Une voix lointaine répéta : « Deux bocks au quatre ! » Une autre voix plus éloignée encore lança un « Voilà ! » suraigu. Puis un homme en tablier blanc apparut, portant les deux bocks dont il répandait, en courant, les gouttes jaunes sur le sol sablé.

Des Barrets vida d’un trait son verre et le reposa sur la table, pendant qu’il aspirait la mousse restée en ses moustaches.

Puis il demanda : « Et quoi de neuf ? »

Je ne savais rien de neuf à lui dire, en vérité. Je balbutiai : « Mais, rien mon vieux. Moi je suis commerçant. »

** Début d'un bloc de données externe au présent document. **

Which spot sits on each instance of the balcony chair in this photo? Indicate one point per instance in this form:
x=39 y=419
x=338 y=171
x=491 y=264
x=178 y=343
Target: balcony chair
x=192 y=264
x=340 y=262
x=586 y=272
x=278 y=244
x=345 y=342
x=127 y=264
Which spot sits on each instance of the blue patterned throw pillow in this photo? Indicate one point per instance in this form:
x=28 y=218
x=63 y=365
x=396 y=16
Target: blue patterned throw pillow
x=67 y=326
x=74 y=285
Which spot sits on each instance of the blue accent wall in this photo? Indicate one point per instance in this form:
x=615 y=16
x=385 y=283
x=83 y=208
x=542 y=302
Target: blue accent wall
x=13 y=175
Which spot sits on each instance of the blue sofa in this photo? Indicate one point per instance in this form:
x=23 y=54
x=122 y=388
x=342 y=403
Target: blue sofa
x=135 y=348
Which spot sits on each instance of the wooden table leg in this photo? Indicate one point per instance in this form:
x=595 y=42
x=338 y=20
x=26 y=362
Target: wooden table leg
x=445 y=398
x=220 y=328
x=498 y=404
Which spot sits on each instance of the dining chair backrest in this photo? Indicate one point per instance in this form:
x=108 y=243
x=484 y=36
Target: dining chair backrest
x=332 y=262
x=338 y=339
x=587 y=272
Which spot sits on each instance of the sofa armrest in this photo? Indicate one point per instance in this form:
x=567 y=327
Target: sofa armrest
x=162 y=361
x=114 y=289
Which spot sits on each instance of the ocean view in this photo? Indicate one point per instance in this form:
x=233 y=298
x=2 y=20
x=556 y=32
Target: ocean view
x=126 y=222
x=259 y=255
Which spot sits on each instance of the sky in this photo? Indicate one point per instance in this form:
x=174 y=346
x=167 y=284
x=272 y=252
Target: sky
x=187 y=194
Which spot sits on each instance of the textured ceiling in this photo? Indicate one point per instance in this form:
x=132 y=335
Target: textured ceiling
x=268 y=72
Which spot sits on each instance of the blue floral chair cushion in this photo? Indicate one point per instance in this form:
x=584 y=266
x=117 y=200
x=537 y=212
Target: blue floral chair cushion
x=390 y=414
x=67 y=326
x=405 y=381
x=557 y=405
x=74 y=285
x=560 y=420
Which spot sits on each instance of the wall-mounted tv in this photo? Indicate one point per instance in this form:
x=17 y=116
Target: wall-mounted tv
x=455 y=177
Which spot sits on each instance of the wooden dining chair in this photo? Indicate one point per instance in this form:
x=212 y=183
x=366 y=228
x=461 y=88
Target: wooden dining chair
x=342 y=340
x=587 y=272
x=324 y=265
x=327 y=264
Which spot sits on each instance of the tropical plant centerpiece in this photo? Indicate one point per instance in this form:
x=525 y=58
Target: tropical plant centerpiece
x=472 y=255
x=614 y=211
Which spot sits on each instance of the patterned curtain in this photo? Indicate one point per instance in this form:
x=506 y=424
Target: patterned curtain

Il prononça de sa voix toujours égale : « Et… ça t’amuse ? »

— « Non, mais que veux-tu ? il faut bien faire quelque chose !

— « Pourquoi ça ?

— « Mais… pour s’occuper.

— « À quoi ça sert-il ? Moi, je ne fais rien, comme tu vois, jamais rien. Quand on n’a pas le sou, je comprends qu’on travaille. Quand on a de quoi vivre, c’est inutile. À quoi bon travailler ? Le fais-tu pour toi ou pour les autres ? Si tu le fais pour toi, c’est que ça t’amuse, alors très bien ; si tu le fais pour les autres, tu n’es qu’un niais. »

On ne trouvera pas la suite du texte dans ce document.